Building and increasing an organization’s value is one of the most important sorts of financial management decisions. Here, we’ll look at the three most typical sorts of financial management decisions, as well as examples of how they’re used to achieve a shared aim.
What are the Three Financial Management Types?
Any organization’s financial report is largely determined by how various types of financial management decisions are made. It is properly said that a well-managed business will always have strong balance sheets and excellent books of accounts, which you may want to review several times. Let’s look at the three types of financial management decisions that every organization should take seriously, and how each action necessitates optimal time.
Decision on Financing
Financing decisions are the most basic sort of financial management. Financial decisions made in connection with a fund-raising campaign. Part of the procedure include identifying multiple financing sources as well as the quantity of money to be raised from long- and short-term sources.
Financial management examines the cost of capital and financial risks associated with various options as part of the financing decision, and then selects the percentage of money to be collected from shareholders’ funds and borrowed funds. A corporation can raise long-term capital in one of two ways: with cash from shareholders or with borrowed capital.
Choosing an Investment
Investment decisions are the second most common sort of financial management. Investment decisions are financial decisions made by management to allocate funds to various assets in order to maximize prospective returns for investors. It comprises examining a number of potential investment opportunities and selecting the best ones. Long-term and short-term investment decisions are both possible.
Decision on Dividends
Dividend decisions are financial decisions made in connection to a company’s share of earnings being distributed to its shareholders in the form of dividend payments. Dividend decisions should be made with the goal of maximizing shareholder value in mind whenever possible. As the name implies, the dividend decision comprises deciding how much profit (after taxes) to distribute to shareholders as dividends and how much profit to keep in the company for future growth. The three types of financial management are as follows.
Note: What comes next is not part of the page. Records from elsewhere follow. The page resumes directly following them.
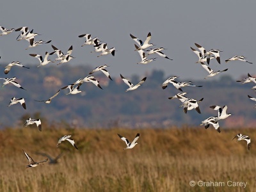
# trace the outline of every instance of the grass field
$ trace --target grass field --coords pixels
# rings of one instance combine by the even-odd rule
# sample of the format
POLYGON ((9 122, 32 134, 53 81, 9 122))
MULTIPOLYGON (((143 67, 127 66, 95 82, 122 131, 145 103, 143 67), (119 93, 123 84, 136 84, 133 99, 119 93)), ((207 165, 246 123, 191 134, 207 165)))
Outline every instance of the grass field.
POLYGON ((0 191, 255 191, 256 129, 68 129, 43 127, 0 131, 0 191), (117 133, 138 144, 131 150, 117 133), (232 138, 248 134, 246 141, 232 138), (71 134, 79 150, 59 138, 71 134), (35 161, 62 153, 58 164, 26 169, 24 149, 35 161), (195 186, 189 182, 194 180, 195 186), (244 186, 238 182, 247 182, 244 186), (201 186, 204 185, 204 186, 201 186), (225 186, 223 186, 223 185, 225 186), (232 185, 232 186, 228 186, 232 185))

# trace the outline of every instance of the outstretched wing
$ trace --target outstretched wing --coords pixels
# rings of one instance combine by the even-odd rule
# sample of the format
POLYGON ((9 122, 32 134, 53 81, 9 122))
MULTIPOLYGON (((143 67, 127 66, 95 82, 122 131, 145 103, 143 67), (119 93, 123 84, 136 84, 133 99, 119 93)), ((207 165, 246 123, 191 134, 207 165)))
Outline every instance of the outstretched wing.
POLYGON ((125 138, 125 137, 120 136, 119 134, 117 134, 120 138, 121 140, 122 140, 124 141, 125 142, 126 145, 129 146, 129 144, 130 143, 130 142, 129 142, 129 140, 127 138, 125 138))

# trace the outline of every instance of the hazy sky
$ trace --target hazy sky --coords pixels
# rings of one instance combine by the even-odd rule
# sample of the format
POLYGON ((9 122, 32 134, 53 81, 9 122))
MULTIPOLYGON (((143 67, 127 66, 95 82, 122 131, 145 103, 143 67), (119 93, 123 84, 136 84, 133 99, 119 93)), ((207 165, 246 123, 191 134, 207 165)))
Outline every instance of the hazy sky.
MULTIPOLYGON (((255 1, 5 1, 0 6, 0 26, 15 29, 28 26, 42 34, 36 40, 52 42, 26 50, 28 42, 16 40, 19 33, 0 36, 0 63, 19 61, 24 65, 35 63, 36 67, 38 61, 29 54, 52 52, 51 44, 66 52, 73 45, 76 58, 62 65, 93 67, 107 64, 113 77, 120 73, 125 76, 144 75, 159 69, 164 70, 166 77, 198 79, 207 72, 195 63, 198 58, 189 47, 196 48, 196 42, 208 50, 223 51, 221 65, 211 60, 209 67, 215 70, 228 68, 225 74, 237 79, 256 72, 255 7, 255 1), (152 33, 151 42, 168 49, 163 52, 173 61, 151 55, 157 57, 156 61, 136 64, 140 57, 134 51, 135 42, 129 34, 145 40, 148 32, 152 33), (81 47, 84 39, 78 35, 84 33, 97 36, 108 47, 115 47, 116 56, 97 58, 97 54, 90 53, 93 47, 81 47), (234 55, 243 55, 253 64, 225 63, 234 55)), ((8 76, 3 72, 3 76, 8 76)), ((213 79, 209 79, 205 81, 213 79)))

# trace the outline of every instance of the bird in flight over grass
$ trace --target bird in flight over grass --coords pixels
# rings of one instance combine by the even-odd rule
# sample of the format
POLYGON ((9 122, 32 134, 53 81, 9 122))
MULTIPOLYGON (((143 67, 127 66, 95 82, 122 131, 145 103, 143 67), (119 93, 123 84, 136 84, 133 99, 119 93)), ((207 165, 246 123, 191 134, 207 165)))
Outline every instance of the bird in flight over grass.
POLYGON ((29 168, 29 167, 36 167, 36 166, 39 165, 40 163, 46 162, 48 161, 48 159, 46 159, 42 161, 40 161, 40 162, 35 162, 34 161, 34 160, 33 160, 33 159, 31 158, 31 157, 30 157, 26 152, 24 152, 24 150, 22 149, 23 152, 24 153, 26 157, 27 157, 28 160, 29 162, 29 164, 28 165, 26 166, 27 168, 29 168))
MULTIPOLYGON (((249 136, 248 135, 243 135, 241 133, 237 134, 234 138, 237 137, 237 141, 241 140, 245 140, 247 142, 247 148, 250 150, 250 147, 251 147, 251 139, 250 138, 249 136)), ((233 141, 232 140, 232 141, 233 141)))
POLYGON ((76 147, 76 145, 75 144, 75 141, 74 141, 74 140, 71 139, 70 137, 71 137, 71 135, 65 135, 65 136, 63 136, 63 137, 60 138, 59 141, 58 141, 57 147, 59 147, 60 144, 62 141, 64 141, 65 140, 67 140, 69 143, 70 143, 72 144, 72 145, 73 145, 73 147, 74 148, 76 148, 76 149, 78 149, 77 147, 76 147))
POLYGON ((138 143, 136 142, 137 140, 139 139, 140 137, 140 133, 137 133, 136 136, 135 136, 135 138, 133 140, 132 142, 130 143, 129 140, 125 138, 125 137, 123 137, 120 136, 119 134, 117 134, 118 136, 120 138, 121 140, 122 140, 124 141, 126 143, 126 148, 124 149, 129 149, 129 148, 132 148, 136 145, 138 143))
POLYGON ((129 88, 127 88, 125 92, 136 90, 140 86, 141 86, 141 84, 145 82, 145 81, 146 81, 146 79, 147 79, 147 77, 144 77, 138 84, 134 85, 132 83, 131 83, 130 81, 129 81, 125 77, 124 77, 122 75, 120 74, 120 76, 121 76, 122 79, 124 81, 124 82, 125 83, 125 84, 129 86, 129 88))

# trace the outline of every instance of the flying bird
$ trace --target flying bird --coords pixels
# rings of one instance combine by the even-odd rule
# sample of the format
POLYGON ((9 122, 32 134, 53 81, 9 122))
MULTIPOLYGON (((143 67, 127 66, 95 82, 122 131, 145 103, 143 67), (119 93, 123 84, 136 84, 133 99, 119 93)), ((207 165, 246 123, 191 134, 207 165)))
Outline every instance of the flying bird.
POLYGON ((142 83, 143 83, 145 82, 145 81, 146 81, 147 77, 144 77, 143 79, 141 79, 141 81, 140 81, 138 84, 134 85, 132 83, 131 83, 130 81, 129 81, 127 79, 126 79, 125 77, 123 77, 122 75, 120 74, 121 78, 124 81, 124 83, 125 83, 126 84, 127 84, 129 86, 129 88, 127 88, 125 92, 128 92, 128 91, 131 91, 131 90, 136 90, 136 88, 138 88, 141 85, 142 83))
POLYGON ((4 74, 7 74, 10 71, 12 67, 13 67, 14 65, 26 68, 29 68, 29 67, 25 67, 25 66, 21 65, 19 61, 12 61, 12 63, 9 63, 6 67, 4 67, 4 68, 5 68, 4 74))
POLYGON ((24 98, 19 98, 17 99, 15 97, 11 99, 11 101, 9 103, 8 107, 10 106, 14 105, 15 104, 17 104, 18 102, 20 103, 21 106, 24 108, 25 109, 26 109, 26 103, 25 103, 25 99, 24 98))
POLYGON ((233 138, 233 140, 236 137, 237 137, 237 141, 245 140, 247 143, 247 148, 248 150, 250 150, 250 147, 251 147, 251 139, 250 138, 249 136, 243 135, 241 133, 239 133, 233 138))
POLYGON ((144 51, 143 51, 142 49, 138 49, 138 47, 135 44, 134 46, 136 48, 136 51, 138 51, 138 52, 140 54, 140 58, 141 59, 141 61, 137 63, 137 64, 148 64, 151 61, 155 61, 157 59, 157 58, 148 59, 145 56, 144 51))
POLYGON ((239 56, 236 55, 236 56, 233 56, 233 57, 232 57, 232 58, 229 58, 229 59, 228 59, 227 60, 225 60, 225 61, 226 63, 227 63, 227 62, 230 61, 244 61, 244 62, 246 62, 246 63, 252 64, 252 62, 247 61, 245 59, 246 59, 246 58, 244 56, 239 56))
POLYGON ((42 125, 41 125, 41 120, 38 119, 32 119, 30 117, 27 119, 24 124, 23 127, 27 127, 29 125, 32 125, 36 124, 37 128, 40 131, 42 131, 42 125))
POLYGON ((0 30, 2 31, 2 33, 0 33, 0 36, 2 36, 11 33, 12 31, 15 31, 15 29, 12 28, 11 29, 8 29, 4 28, 4 27, 0 26, 0 30))
POLYGON ((156 53, 159 56, 163 57, 164 58, 170 60, 173 60, 170 58, 169 58, 168 56, 166 56, 163 52, 161 52, 161 51, 164 50, 164 49, 164 49, 163 47, 160 47, 160 48, 155 48, 155 49, 150 49, 150 50, 146 50, 147 51, 148 51, 147 52, 147 54, 154 54, 154 53, 156 53))
POLYGON ((48 52, 45 52, 45 56, 43 58, 43 56, 42 55, 37 54, 29 54, 29 55, 31 56, 37 58, 39 60, 39 61, 40 62, 40 65, 38 66, 37 66, 37 67, 40 67, 41 65, 46 65, 50 62, 54 63, 54 61, 52 61, 50 60, 48 60, 48 57, 49 57, 49 54, 50 54, 48 52))
POLYGON ((0 78, 0 79, 4 79, 5 82, 4 82, 2 86, 4 86, 4 85, 6 85, 7 84, 12 83, 14 86, 21 88, 22 90, 26 90, 24 88, 22 88, 20 84, 19 84, 18 83, 17 83, 15 81, 14 81, 16 79, 16 77, 12 77, 12 78, 0 78))
POLYGON ((216 116, 210 116, 207 118, 202 122, 200 125, 203 125, 204 124, 205 129, 209 128, 210 125, 212 125, 218 132, 220 132, 219 122, 216 116))
POLYGON ((107 65, 98 66, 98 67, 95 67, 92 71, 91 71, 89 73, 89 74, 91 75, 91 74, 92 74, 93 73, 94 73, 94 72, 95 72, 97 71, 100 70, 102 73, 104 73, 105 74, 105 76, 106 76, 111 80, 112 80, 112 79, 110 77, 110 75, 109 75, 108 71, 105 69, 105 68, 107 67, 109 67, 109 66, 108 66, 107 65))
POLYGON ((130 36, 140 45, 140 47, 138 47, 138 49, 136 48, 137 50, 145 49, 150 46, 155 45, 152 44, 149 44, 149 41, 151 39, 151 33, 150 32, 148 33, 148 35, 147 36, 147 38, 144 42, 140 38, 138 38, 137 37, 133 36, 131 34, 130 34, 130 36))
POLYGON ((59 93, 60 93, 60 90, 59 90, 58 92, 57 92, 57 93, 56 93, 53 96, 52 96, 52 97, 51 97, 49 99, 47 99, 47 100, 35 100, 35 101, 37 101, 37 102, 45 102, 45 103, 46 103, 46 104, 49 104, 49 103, 51 103, 51 102, 52 101, 52 99, 53 99, 53 98, 54 98, 55 97, 56 97, 59 93))
POLYGON ((204 63, 202 63, 202 62, 201 62, 201 65, 202 65, 202 67, 203 67, 204 68, 205 70, 206 70, 206 71, 209 73, 209 75, 207 76, 204 78, 204 79, 206 79, 207 77, 211 77, 215 76, 216 75, 217 75, 217 74, 220 74, 220 73, 221 73, 221 72, 225 72, 225 71, 227 71, 227 70, 228 70, 228 68, 226 68, 226 69, 224 69, 224 70, 216 70, 216 71, 214 71, 214 70, 213 70, 212 69, 211 69, 210 67, 209 67, 208 66, 207 66, 205 64, 204 64, 204 63))
POLYGON ((44 162, 46 162, 48 161, 48 159, 46 159, 42 161, 35 162, 35 161, 34 161, 34 160, 33 160, 31 157, 30 157, 23 149, 22 149, 22 150, 23 150, 23 152, 25 154, 26 157, 27 157, 28 161, 29 162, 29 164, 26 166, 26 168, 29 168, 29 167, 36 167, 36 166, 39 165, 40 163, 44 163, 44 162))
POLYGON ((129 140, 125 138, 125 137, 123 137, 120 136, 119 134, 117 134, 118 136, 120 138, 121 140, 122 140, 124 141, 126 143, 126 148, 124 149, 129 149, 129 148, 132 148, 136 145, 138 143, 136 142, 137 140, 139 139, 140 137, 140 133, 137 133, 136 136, 135 136, 135 138, 133 140, 132 142, 130 143, 129 140))
POLYGON ((76 145, 75 144, 75 141, 74 141, 74 140, 71 139, 70 137, 71 137, 71 135, 65 135, 65 136, 63 136, 63 137, 60 138, 59 141, 58 141, 57 147, 59 147, 60 144, 62 141, 67 140, 69 143, 70 143, 74 148, 76 148, 76 149, 78 149, 77 147, 76 147, 76 145))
Management of financial planning, analysis, and control
Financial planning is the process of determining how a company will achieve its main goals and objectives. A Financial Plan is usually created after the organization’s vision and goal have been established. The Financial Plan outlines all of the activities and exercises required to achieve these objectives.
Financial analysis is a method of examining firms, budgets, projects, and other financial problems in order to determine their suitability, execution, and performance. Financial analysis is frequently used to determine whether a company is stable, liquid, or productive enough to allow investments. Financial controls are actualized procedures, structures, and ways for managing finances.
The financial controls framework provides management with a tool to monitor the achievement of operational goals and objectives. These types of financial management decisions are frequently made by teams who are not in charge of the bookkeeping office, the budget division, or auditing.
Risk Management and Insurance
Insurance and risk management share the same goal of reducing an organization’s risk; however, different tactics are used to achieve these goals. The risk management team is in charge of reducing the organization’s risk factors that pose a threat to its operations. For instance, consider floods, fires, or other natural disasters.
These sorts of financial management are primarily responsible for developing procedures that allow the firm to remain profitable despite natural disasters or pricing fluctuations owing to currency differences. Simultaneously, selecting the finest insurance plan for an organisation, with the appropriate benefits and protection level, is critical in reducing the firm’s risk of risk or lawsuits.
Conclusion
Every company is different, has its own set of ideals, and has its own way of conducting business. But there is one factor that all companies have in common: finance, and the success of any firm is dependent on finance. So far, we’ve looked at the numerous types of financial management decisions that a firm must make in order to fulfil its objectives.